Tuesday, 6 December 2016

Fictional Hull and Hull in Fiction: Part 2

Welcome back to the second part of our LovetoRead blog. In the first part we showcased some of the bigger names to be found within our fiction collections. In part 2 we are going to take a thematic approach to delve a bit further and show off some hidden gems from our less well known authors...


Morality and Justice…
Dickens was not unique in using fiction as a vehicle to illustrate social injustices. An 1852 novel by Francis Ross, entitled ‘Edward Charlton: or life behind the counter. A tale illustrative of the drapery trade and the evils of the late hour system’, is a cautionary tale full of Victorian ideals of morality. Such moral tales were often given as Sunday School prizes, and were designed to illustrate the evils of drink and other vices. Another example of this can be seen in ‘The Struggles of Stephen Stedfast’ written by the Rev. George Shaw.


Crime…
Some of our contemporary authors writing stories based in the city are very popular and, amongst these, crime novelists rank high on the list. Authors such as Nick Quantrill and David Mark are well known, both in the city and nationally. Both have created a central character who investigates a series of crimes which happen in and around the darker side of the city. If you like this genre, you should watch out for events involving Nick Quantrill, as he not only writes books but has participated in reading events at both the History Centre and Hull Central Library.


Historical Mystery…
If you like your crime to be mixed with history then Cassandra Clark might be for you. She has written a series of medieval mysteries inspired by Meaux Abbey. Her novels feature the Meaux Abbey abbess as detective and the first book, ‘Hangman Blind’ begins at Meaux before moving to York. Once you’ve read one, you might just have to read them all…


Family Sagas…
Family sagas are very popular with our regular users. The Second World War is brought to life in ‘Ada’s Terrace’ by Margaret King. The novel describes itself as ‘Hull: love and romance in wartime’, and is about the docking community and the difficulties of life during the bombing.
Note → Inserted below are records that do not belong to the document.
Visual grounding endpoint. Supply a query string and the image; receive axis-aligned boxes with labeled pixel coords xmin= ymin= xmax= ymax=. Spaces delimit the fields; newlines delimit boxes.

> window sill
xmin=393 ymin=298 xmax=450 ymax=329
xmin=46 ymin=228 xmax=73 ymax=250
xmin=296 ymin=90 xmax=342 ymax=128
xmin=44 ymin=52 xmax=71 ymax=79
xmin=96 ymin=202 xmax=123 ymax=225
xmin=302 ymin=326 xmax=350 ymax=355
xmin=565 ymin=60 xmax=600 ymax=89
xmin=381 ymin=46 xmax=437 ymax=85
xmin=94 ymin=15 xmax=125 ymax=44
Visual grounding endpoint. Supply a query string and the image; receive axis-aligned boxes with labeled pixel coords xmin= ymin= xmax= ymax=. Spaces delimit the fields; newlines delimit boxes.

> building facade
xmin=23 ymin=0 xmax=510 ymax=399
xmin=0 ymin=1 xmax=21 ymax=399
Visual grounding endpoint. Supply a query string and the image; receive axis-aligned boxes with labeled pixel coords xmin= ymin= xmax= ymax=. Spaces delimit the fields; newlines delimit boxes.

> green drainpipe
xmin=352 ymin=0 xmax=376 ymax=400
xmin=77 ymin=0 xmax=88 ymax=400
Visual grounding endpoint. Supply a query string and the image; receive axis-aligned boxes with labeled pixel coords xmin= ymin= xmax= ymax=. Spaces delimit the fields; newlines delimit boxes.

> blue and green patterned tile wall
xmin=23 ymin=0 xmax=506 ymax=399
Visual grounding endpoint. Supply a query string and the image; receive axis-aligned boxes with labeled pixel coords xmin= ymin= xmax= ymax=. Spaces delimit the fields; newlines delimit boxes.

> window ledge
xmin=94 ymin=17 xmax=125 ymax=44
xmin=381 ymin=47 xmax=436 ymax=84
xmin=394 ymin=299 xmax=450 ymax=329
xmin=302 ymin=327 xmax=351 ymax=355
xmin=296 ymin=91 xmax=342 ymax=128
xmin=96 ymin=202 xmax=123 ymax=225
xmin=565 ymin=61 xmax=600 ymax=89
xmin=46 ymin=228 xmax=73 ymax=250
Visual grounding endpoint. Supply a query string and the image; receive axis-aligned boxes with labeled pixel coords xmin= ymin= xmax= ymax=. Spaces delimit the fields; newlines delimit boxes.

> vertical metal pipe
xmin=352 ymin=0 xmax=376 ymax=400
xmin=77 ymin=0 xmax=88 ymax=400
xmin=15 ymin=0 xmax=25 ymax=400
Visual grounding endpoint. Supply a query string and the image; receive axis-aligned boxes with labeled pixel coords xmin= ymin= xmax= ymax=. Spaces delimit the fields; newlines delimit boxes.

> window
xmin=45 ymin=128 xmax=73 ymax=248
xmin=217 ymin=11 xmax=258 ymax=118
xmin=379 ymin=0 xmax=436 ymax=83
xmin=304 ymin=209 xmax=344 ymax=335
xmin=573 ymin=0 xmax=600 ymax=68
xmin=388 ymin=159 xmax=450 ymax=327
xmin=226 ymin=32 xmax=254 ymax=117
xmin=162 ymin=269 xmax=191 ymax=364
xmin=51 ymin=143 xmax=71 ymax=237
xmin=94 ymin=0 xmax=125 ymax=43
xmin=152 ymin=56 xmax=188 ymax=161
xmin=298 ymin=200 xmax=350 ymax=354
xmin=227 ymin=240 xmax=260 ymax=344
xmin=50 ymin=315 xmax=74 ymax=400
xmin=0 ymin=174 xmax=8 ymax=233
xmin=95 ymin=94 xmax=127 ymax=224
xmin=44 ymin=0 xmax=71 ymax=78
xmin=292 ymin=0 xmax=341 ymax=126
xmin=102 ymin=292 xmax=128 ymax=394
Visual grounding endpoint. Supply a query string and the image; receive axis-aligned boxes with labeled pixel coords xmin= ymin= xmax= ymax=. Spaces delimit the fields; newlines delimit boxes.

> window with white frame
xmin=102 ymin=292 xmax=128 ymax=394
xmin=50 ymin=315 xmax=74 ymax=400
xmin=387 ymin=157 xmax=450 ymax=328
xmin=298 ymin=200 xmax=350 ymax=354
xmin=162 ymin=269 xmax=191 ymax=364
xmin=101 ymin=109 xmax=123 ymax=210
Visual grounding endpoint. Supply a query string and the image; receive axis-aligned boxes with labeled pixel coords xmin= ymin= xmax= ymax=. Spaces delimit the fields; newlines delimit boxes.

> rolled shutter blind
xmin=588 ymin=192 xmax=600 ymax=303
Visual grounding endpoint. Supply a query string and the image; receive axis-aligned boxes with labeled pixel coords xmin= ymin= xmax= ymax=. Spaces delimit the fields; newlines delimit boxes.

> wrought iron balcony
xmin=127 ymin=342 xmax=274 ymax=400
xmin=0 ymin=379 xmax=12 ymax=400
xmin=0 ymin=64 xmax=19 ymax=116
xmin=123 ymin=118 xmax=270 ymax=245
Two stories for the price of one…
If you enjoy stories featuring a challenge, Louise Beech’s ‘How to be Brave’ might be for you. This novel tells two stories; that of Colin, a merchant seaman during World War II who is adrift in a lifeboat with some of his shipmates, and  that of his great granddaughter aged 10, who is diagnosed with diabetes. This part of the story is set in the present day and as the family struggles to cope the story of Great Grandad Colin is told until both stories blend together to give an impression of ‘family’.


We hope this has piqued your interest enough to want to find out more. So if you didn't last time, go explore our titles for yourself! You can find them by searching the History Centre Catalogue under the reference L.823. And happy reading!